LES CAMPS DE CHEZ NOUS

Les reportages qui ont la saveur et la valeur d’un ouvrage littéraire sont en train de se multiplier. Il n’y a rien de nouveau en cela et le fait que certains, craignant d’improbables contaminations, crient au scandale, étonne.

Cela fait deux siècles et plus que des écrivains majeurs se mêlent d’évènements de leur temps et qu’ils livrent, à côté du genre narratif pur, des reportages d’expériences, de voyages, d’entreprises politico-militaires, d’explorations des aspects les moins voyants de leur temps. La nouveauté réside plutôt dans le fait que certains ouvrages récents manifestent un fort engagement social. C’est peut-être cela qui étonne, à une époque qui voudrait que le choix politique net et les interrogations trop profondes soient bannis. Ce qui était licite à Friedrich Engels, à Jack London, à George Orwell (s’immerger dans les enfers de la Grande Bretagne, de la France et des Etats-Unis, saisir de la réalité la vie douloureuse des ouvriers, des mineurs, des marginalisés) ne le serait pas pour de jeunes écrivains italiens d’aujourd’hui, qui attenteraient à la pureté de « l’objet littéraire ». Ce ne sont que des sottises, c’est clair. Le reproche qui sous-tend la condamnation est tout simplement celui de cultiver la vision d’une société stratifiée, avec des dominants et des dominés, à l’heure où le terme aseptique de « entrepreneurs » a remplacé celui désuet de « patrons » et où les « prolétaires » de jadis sont devenus des « employés », des « collaborateurs » ou autre. Une « gauche moderne », en équilibre avec une droite toujours égale à elle-même mais qui, pour des raisons mystérieuses, semble nouvelle, a ouvert le chemin à des innovations lexicales capables d’éteindre ab origine tout possible conflit trop aigu. Dans un tel tableau, un auteur soulevant le lièvre et montrant l’existence d’un « système » aussi puissant que criminel ne peut que s’avérer importun. C’est le cas de Marco Rovelli, l’auteur de Lager italiani.
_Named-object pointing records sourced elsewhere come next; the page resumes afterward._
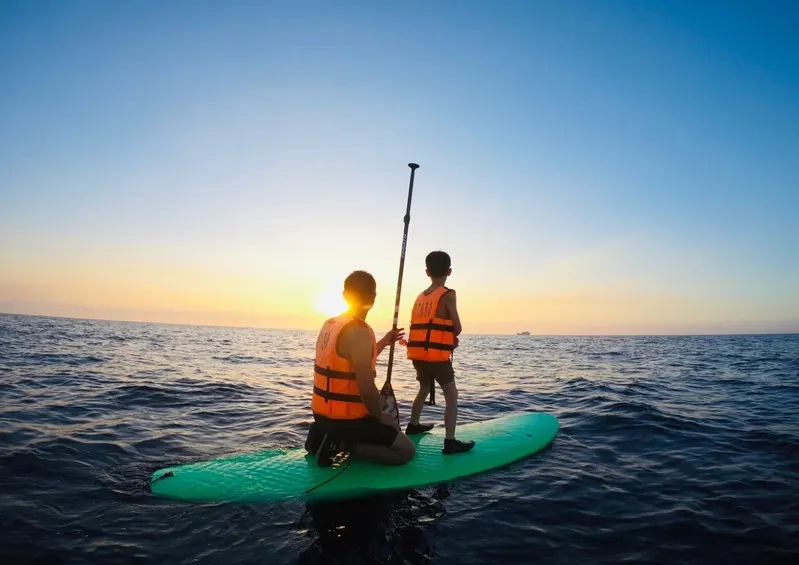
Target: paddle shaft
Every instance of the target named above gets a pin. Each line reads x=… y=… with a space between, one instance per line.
x=407 y=221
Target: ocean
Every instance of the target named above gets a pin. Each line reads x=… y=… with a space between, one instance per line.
x=672 y=449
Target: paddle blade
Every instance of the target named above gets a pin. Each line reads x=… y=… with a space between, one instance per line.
x=388 y=402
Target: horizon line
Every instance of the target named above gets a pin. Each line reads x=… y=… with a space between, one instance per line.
x=529 y=334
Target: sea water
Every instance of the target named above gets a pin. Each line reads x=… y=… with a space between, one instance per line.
x=680 y=449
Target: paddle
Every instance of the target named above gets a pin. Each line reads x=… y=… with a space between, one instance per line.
x=388 y=401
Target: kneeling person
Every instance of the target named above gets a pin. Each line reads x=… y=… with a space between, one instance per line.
x=346 y=402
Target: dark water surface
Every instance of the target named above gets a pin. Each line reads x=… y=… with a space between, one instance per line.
x=671 y=450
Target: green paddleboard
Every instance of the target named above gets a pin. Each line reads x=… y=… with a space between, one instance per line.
x=274 y=474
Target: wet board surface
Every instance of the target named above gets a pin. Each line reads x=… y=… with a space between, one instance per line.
x=272 y=475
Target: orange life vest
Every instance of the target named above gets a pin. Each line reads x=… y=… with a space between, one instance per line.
x=430 y=338
x=335 y=393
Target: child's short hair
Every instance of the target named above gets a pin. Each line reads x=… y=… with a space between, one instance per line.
x=438 y=263
x=361 y=285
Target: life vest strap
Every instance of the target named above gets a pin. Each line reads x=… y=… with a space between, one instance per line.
x=331 y=374
x=431 y=326
x=429 y=345
x=337 y=396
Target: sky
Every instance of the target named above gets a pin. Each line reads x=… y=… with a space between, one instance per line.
x=592 y=167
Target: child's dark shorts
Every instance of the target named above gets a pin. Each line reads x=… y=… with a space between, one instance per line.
x=441 y=371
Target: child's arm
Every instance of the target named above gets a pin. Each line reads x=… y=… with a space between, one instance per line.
x=451 y=304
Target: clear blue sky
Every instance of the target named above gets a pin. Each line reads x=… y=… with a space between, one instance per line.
x=592 y=167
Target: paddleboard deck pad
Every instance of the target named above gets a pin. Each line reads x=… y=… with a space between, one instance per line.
x=277 y=474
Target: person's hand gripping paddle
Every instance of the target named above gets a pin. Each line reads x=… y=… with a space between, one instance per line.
x=388 y=401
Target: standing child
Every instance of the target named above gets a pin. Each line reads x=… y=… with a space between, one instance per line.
x=434 y=330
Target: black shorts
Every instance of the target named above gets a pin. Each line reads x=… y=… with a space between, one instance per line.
x=359 y=430
x=441 y=371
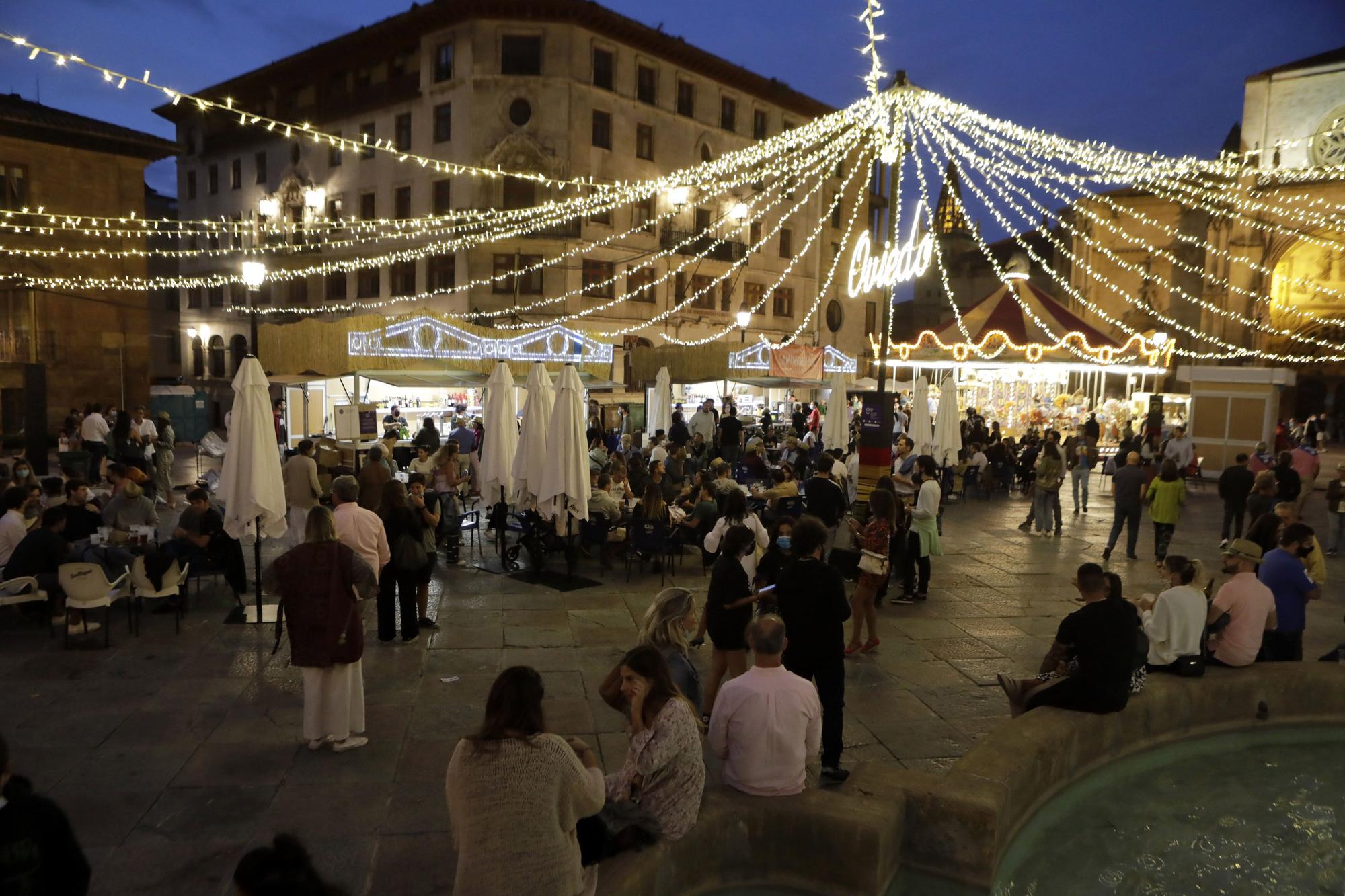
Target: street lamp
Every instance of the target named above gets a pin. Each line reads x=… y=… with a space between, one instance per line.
x=255 y=275
x=744 y=318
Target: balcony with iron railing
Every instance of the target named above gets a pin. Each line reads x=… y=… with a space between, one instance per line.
x=703 y=244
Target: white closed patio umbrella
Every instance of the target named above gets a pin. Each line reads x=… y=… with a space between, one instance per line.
x=500 y=444
x=566 y=481
x=501 y=438
x=531 y=454
x=251 y=486
x=948 y=435
x=836 y=425
x=921 y=430
x=661 y=404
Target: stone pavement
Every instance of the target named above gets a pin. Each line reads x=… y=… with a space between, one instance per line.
x=176 y=754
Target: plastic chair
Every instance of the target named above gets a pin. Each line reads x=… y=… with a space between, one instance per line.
x=88 y=588
x=646 y=538
x=24 y=591
x=142 y=587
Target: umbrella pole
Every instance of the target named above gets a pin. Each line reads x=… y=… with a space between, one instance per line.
x=258 y=567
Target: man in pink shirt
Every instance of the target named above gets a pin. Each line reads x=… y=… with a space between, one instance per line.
x=1307 y=463
x=358 y=529
x=1249 y=603
x=767 y=721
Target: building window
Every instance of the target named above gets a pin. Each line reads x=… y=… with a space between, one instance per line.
x=443 y=122
x=401 y=278
x=598 y=279
x=442 y=198
x=728 y=114
x=440 y=272
x=645 y=142
x=640 y=284
x=403 y=202
x=521 y=54
x=403 y=131
x=368 y=283
x=646 y=84
x=529 y=282
x=521 y=112
x=642 y=213
x=687 y=99
x=703 y=287
x=520 y=193
x=754 y=295
x=337 y=286
x=443 y=63
x=603 y=67
x=603 y=130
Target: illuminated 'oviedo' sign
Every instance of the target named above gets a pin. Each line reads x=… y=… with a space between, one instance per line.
x=896 y=264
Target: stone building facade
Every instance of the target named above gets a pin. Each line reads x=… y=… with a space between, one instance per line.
x=95 y=345
x=558 y=89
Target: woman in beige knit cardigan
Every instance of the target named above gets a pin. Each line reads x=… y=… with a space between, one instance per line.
x=516 y=795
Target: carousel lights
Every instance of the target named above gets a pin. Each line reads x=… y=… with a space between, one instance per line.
x=1105 y=251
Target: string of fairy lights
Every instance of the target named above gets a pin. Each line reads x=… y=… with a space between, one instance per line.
x=1007 y=166
x=978 y=163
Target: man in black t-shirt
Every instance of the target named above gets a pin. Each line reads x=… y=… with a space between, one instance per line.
x=824 y=498
x=1096 y=654
x=731 y=435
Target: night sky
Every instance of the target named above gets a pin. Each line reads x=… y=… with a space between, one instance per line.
x=1145 y=75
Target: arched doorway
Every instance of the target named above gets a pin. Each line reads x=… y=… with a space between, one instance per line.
x=239 y=350
x=217 y=356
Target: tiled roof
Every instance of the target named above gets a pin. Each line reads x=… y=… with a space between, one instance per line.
x=32 y=120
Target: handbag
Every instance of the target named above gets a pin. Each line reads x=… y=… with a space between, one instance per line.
x=874 y=563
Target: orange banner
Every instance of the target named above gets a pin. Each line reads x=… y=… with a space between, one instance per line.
x=797 y=362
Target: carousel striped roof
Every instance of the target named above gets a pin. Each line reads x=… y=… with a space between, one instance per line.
x=1019 y=310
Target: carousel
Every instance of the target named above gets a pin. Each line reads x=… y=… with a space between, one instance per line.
x=1023 y=358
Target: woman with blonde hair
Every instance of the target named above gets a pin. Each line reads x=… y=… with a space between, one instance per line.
x=321 y=584
x=1175 y=620
x=665 y=627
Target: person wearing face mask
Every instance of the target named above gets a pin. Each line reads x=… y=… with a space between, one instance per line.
x=1282 y=571
x=1175 y=620
x=1249 y=606
x=777 y=557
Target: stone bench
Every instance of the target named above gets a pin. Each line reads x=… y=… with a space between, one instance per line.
x=844 y=841
x=855 y=838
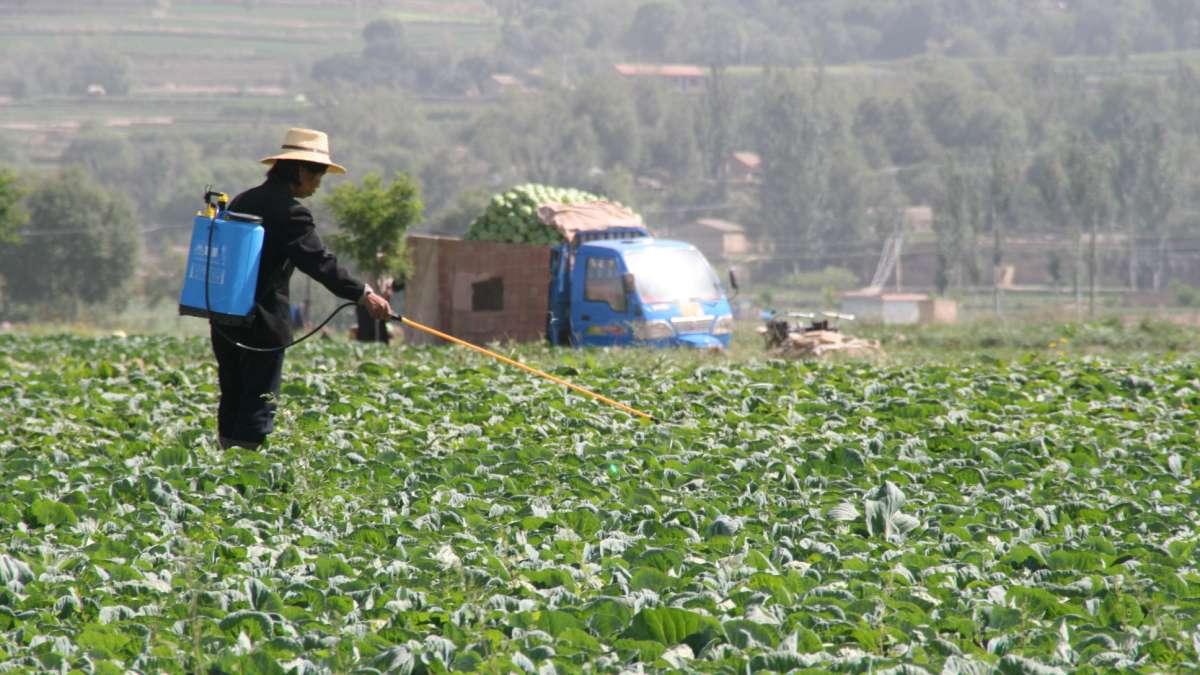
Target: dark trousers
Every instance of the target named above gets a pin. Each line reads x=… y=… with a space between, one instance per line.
x=249 y=383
La provocation est déjà présente dans le titre. Dans un pays où, officiellement, on continue à nier une mémoire alourdie par des camps pour des Ethiopiens et des Slaves, par des massacres, par des tueries même récentes (en Irak, par exemple) et où les seuls camps admissibles historiquement sont les camps nazis, le fait de parler de camps de concentration italiens contemporains ne peut que provoquer un scandale. Et pourtant Rovelli nous le démontre. Au coeur de son travail il y a les CPT : les Centres de permanence temporaire que l’Italie, elle n’est pas la seule en Europe, a apprêté pour la détention de ceux qui arrivent clandestinement à ses frontières. Une invention de l’avant-dernier centre-gauche, que le centre-droit a à peine aggravée en faisant de l’entrée dans notre pays une sorte de délit, à écraser avec la plus grande dureté. Rovelli est allé interroger les détenus ou les ex détenus des CPT, en en collectant les histoires individuelles. Nous sommes habitués à les considérer comme une masse unique, guidée par son destin magnifique – la société multiethnique à venir - ou poussée par un projet trouble d’invasion.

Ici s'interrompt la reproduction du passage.